Fletcher gathered then his thoughts, his intelligencer's mind working on what Jane had said until no doubt remained in that mind.
"Robert has ridden to the finish line, has he not? You are with child, Jane, is it not so?" He said his words kindly and softly, no hint of condemnation in them, but even so they were too much for poor Jane and she let loose floods of tears, tears that were confession sufficient.
"Some two months now since my last flowers," Jane confessed when she was able, "And in great fear I have been that you would cast me out when this became known to you, as in time it must have been."

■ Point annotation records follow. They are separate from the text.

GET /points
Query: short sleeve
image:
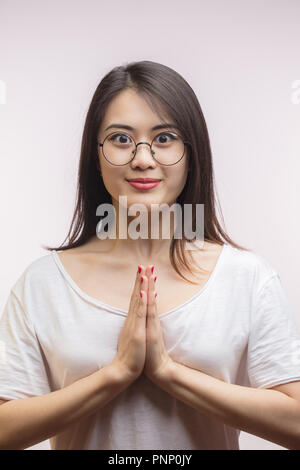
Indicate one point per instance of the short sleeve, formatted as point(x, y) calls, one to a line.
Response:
point(273, 355)
point(22, 368)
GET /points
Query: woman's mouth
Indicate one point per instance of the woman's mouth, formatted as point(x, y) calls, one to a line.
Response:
point(144, 184)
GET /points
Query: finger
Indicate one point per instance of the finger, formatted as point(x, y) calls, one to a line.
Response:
point(151, 301)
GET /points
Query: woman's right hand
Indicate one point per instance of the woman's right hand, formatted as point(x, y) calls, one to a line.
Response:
point(131, 355)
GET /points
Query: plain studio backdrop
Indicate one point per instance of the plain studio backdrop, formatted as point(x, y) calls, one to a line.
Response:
point(240, 57)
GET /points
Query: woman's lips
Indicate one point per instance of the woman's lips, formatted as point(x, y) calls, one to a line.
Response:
point(140, 185)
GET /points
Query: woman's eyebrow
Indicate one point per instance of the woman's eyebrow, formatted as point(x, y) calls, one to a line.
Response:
point(129, 128)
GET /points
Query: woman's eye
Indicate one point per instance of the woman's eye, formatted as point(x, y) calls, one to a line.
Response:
point(123, 139)
point(163, 137)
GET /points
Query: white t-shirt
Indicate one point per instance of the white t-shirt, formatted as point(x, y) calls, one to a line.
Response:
point(238, 328)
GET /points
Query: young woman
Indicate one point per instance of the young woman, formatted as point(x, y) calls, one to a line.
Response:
point(109, 343)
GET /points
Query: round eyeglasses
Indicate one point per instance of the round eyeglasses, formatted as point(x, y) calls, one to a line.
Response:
point(167, 148)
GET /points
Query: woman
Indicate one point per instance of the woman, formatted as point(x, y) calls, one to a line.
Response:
point(107, 338)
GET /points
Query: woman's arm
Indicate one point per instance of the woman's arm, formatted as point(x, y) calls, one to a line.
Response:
point(25, 422)
point(269, 414)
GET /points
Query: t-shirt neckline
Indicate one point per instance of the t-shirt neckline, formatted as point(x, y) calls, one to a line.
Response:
point(123, 312)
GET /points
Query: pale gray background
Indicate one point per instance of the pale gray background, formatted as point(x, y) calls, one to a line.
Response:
point(240, 57)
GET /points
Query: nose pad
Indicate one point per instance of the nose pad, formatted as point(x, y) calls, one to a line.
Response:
point(145, 143)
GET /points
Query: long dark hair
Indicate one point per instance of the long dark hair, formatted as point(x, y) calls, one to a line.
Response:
point(164, 90)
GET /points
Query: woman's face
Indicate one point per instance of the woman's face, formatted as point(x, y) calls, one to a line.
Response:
point(131, 109)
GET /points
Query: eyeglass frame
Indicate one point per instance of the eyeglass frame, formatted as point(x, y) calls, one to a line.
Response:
point(146, 143)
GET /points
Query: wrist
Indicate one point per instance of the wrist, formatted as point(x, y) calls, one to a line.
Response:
point(120, 374)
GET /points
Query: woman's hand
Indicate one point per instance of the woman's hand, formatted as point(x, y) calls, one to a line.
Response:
point(131, 354)
point(157, 358)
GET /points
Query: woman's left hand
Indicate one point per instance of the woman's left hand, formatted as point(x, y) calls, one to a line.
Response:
point(157, 359)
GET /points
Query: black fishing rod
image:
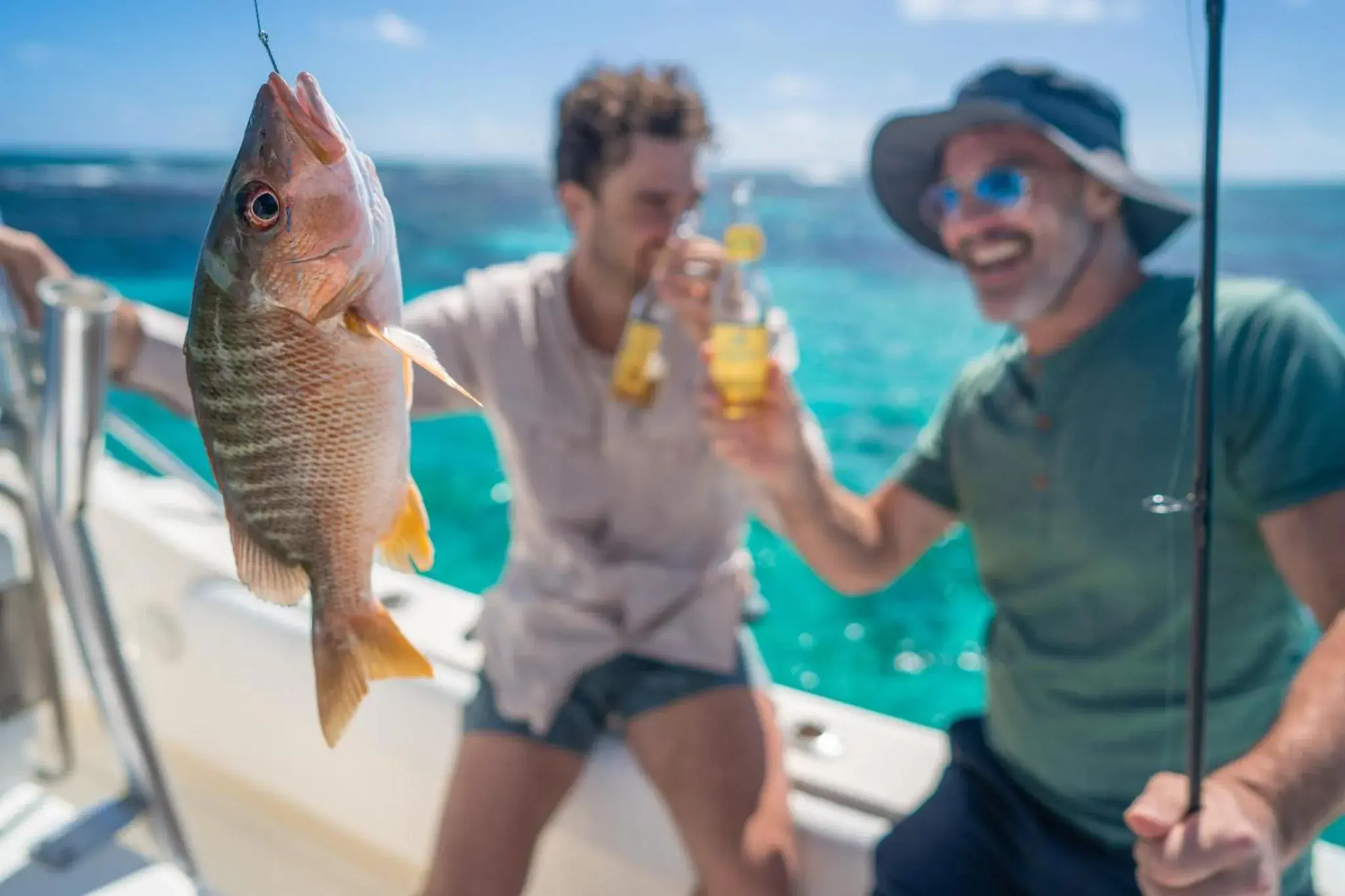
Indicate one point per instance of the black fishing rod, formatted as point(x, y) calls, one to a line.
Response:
point(1204, 416)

"No fears of that," Fletcher was brisk now for there were arrangements to be made. "No fears, but a wedding to be made as soon as able, unless your Robert be a cur who would not marry a girl he had got with child."
"No cur, sir," Jane defended her lover hotly, "But stable lad to one Sir William Rich and of no means to support a wife and child."
"Sir William Rich said you?" Stick blurted the words from his mouth, a mouth much trained in the attentions it should give to prick, but not yet so well trained in the attention it should give to the words it spoke. "That name is one that Harry did mention is it not?"
"And a name our Jane now knows to be one that has come to our attention, Stick," Fletcher spoke firmly, "And Jane's beau is servant to that man and like it will be that our interest in him will soon reach his ears by that means."
"Not so, master Fletcher," Jane declared, "For my mouth is not free with words it should not speak. And I will tell you plain, that my Robert likes not the one he is servant to, for he is a man of some temper, and most free with the use of his crop when in the stables. Nor horse, nor boy, nor man escapes its lash."
"Then must we meet with your Robert, and that most soon, for there is not but a wedding to discuss, but the matter of his employer also. See to it, Jane, but tell him it is nothing more than the making of an honest woman of you that I wish to talk."
"If you mean no harm to him, master Fletcher, then this I will do. He shall come all unprepared to talk of his employer, for that way I think you will gain more intelligence from him. Is that not so?"
"It is so indeed, Jane. And when next you talk with Stick maybe it will be that you should impart some of your understanding to him, for I think you have more a mind for intelligencing than does he."
"I am but a mere servant girl," Jane took care to simper.
"A mere servant girl who would scamper with ease about a web such as Mr. Walsingham's," Fletcher observed, "And lay also new strands and make plots aplenty. But have no fears, for your employ is certain with us here. Such a one as you has uses more than in the keeping of a house I think."